- Interactive map of Novooleksandrivka
- Novooleksandrivka Location of Novooleksandrivka within Ukraine Novooleksandrivka Novooleksandrivka (Donetsk Oblast)
- Coordinates: 48°11′27″N 36°59′35″E﻿ / ﻿48.1908°N 36.9931°E
- Country: Ukraine
- Oblast: Donetsk Oblast
- Raion: Pokrovsk Raion
- Hromada: Pokrovsk urban hromada
- Founded: 1889

Area
- • Total: 0.643 km^{2} (0.248 sq mi)
- Elevation: 196 m (643 ft)

Population (2001 census)
- • Total: 135
- • Density: 210/km^{2} (544/sq mi)
- Time zone: UTC+2 (EET)
- • Summer (DST): UTC+3 (EEST)
- Postal code: 85371
- Area code: +380 623
- KATOTTH: UA14160210190077247

= Novooleksandrivka, Pokrovsk urban hromada, Pokrovsk Raion, Donetsk Oblast =

Village in Donetsk Oblast, Ukraine

Novooleksandrivka (Новоолександрівка; Новоалександровка) is a village in Pokrovsk urban hromada, Pokrovsk Raion, Donetsk Oblast, eastern Ukraine.
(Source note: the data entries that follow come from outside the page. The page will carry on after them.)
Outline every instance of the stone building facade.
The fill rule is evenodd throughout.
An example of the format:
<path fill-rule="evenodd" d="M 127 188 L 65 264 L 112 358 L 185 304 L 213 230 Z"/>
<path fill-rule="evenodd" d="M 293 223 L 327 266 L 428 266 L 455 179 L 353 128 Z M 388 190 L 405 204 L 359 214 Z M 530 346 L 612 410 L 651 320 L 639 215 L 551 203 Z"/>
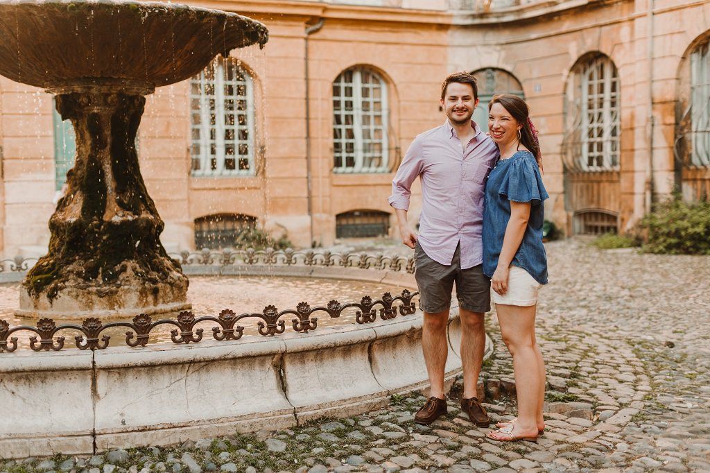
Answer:
<path fill-rule="evenodd" d="M 168 251 L 255 224 L 300 246 L 396 236 L 393 173 L 444 120 L 439 85 L 459 70 L 479 77 L 484 126 L 493 94 L 528 100 L 547 214 L 567 234 L 623 232 L 675 189 L 708 195 L 706 1 L 191 3 L 260 20 L 271 39 L 148 97 L 136 146 Z M 38 254 L 70 126 L 50 95 L 1 78 L 0 118 L 0 245 Z"/>

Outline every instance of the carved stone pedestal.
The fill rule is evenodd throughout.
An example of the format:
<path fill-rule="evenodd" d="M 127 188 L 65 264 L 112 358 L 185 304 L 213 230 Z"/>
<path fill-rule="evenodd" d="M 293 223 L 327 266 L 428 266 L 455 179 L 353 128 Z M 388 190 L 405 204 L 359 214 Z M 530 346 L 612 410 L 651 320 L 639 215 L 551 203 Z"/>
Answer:
<path fill-rule="evenodd" d="M 49 253 L 28 273 L 16 313 L 106 318 L 190 308 L 187 278 L 160 244 L 163 222 L 136 152 L 144 95 L 153 86 L 104 83 L 48 92 L 74 125 L 77 155 L 50 219 Z"/>

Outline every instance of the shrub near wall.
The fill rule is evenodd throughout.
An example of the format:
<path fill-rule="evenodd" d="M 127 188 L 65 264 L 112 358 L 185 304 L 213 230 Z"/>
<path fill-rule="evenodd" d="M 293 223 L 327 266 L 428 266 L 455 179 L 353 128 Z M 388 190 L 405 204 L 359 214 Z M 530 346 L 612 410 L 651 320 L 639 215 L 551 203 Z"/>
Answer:
<path fill-rule="evenodd" d="M 710 202 L 676 197 L 644 217 L 639 228 L 647 253 L 710 255 Z"/>

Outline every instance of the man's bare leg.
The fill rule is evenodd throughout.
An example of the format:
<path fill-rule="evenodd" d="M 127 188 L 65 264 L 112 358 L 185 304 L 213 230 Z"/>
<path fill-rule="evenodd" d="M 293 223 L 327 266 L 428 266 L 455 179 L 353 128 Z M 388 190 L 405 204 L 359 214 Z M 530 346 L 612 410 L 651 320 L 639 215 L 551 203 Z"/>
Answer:
<path fill-rule="evenodd" d="M 486 348 L 484 314 L 460 308 L 461 364 L 464 369 L 464 398 L 477 397 L 479 375 Z M 482 401 L 482 400 L 481 400 Z"/>
<path fill-rule="evenodd" d="M 444 398 L 444 370 L 449 352 L 446 330 L 449 322 L 449 309 L 436 313 L 424 312 L 422 329 L 422 349 L 427 364 L 430 396 Z"/>

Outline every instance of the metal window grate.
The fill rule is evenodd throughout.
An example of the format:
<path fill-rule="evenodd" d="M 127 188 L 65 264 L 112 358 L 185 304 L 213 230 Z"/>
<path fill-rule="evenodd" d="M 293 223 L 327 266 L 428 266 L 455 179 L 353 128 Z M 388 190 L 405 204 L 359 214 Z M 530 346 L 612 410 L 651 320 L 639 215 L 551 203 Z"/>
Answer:
<path fill-rule="evenodd" d="M 618 216 L 604 210 L 582 210 L 574 213 L 572 231 L 575 235 L 601 235 L 616 233 Z"/>
<path fill-rule="evenodd" d="M 621 131 L 616 67 L 598 55 L 577 67 L 567 89 L 565 163 L 574 170 L 616 170 Z"/>
<path fill-rule="evenodd" d="M 375 72 L 349 69 L 333 82 L 334 172 L 386 173 L 387 86 Z"/>
<path fill-rule="evenodd" d="M 386 236 L 390 233 L 390 214 L 378 210 L 354 210 L 335 216 L 336 238 Z"/>
<path fill-rule="evenodd" d="M 710 43 L 690 55 L 690 163 L 710 166 Z"/>
<path fill-rule="evenodd" d="M 254 104 L 251 77 L 219 57 L 190 80 L 192 174 L 253 175 Z"/>
<path fill-rule="evenodd" d="M 54 103 L 55 101 L 53 101 Z M 55 190 L 61 190 L 67 183 L 67 173 L 74 167 L 77 152 L 76 137 L 70 120 L 62 120 L 56 108 L 53 114 L 54 121 L 54 170 Z"/>
<path fill-rule="evenodd" d="M 195 247 L 239 248 L 242 234 L 256 228 L 256 217 L 241 214 L 207 215 L 195 221 Z"/>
It is located 62.78 km north-northwest (NNW) from the centre of Donetsk city. It belongs to Pokrovsk urban hromada, one of the hromadas of Ukraine.

==Geography==
The village borders with Solona river, a tributary of the Vovcha river. The absolute height is 96 metres above sea level.

==History==
The settlement was founded in 1889.

===Russian invasion of Ukraine===
The village was captured by Russian forces in May 2025, during the full-scale Russian invasion of Ukraine.

==Demographics==
As of the 2001 Ukrainian census, the settlement had 135 inhabitants, whose native languages were 94.20% Ukrainian, 5.07% Russian and 0.72 Belarusian.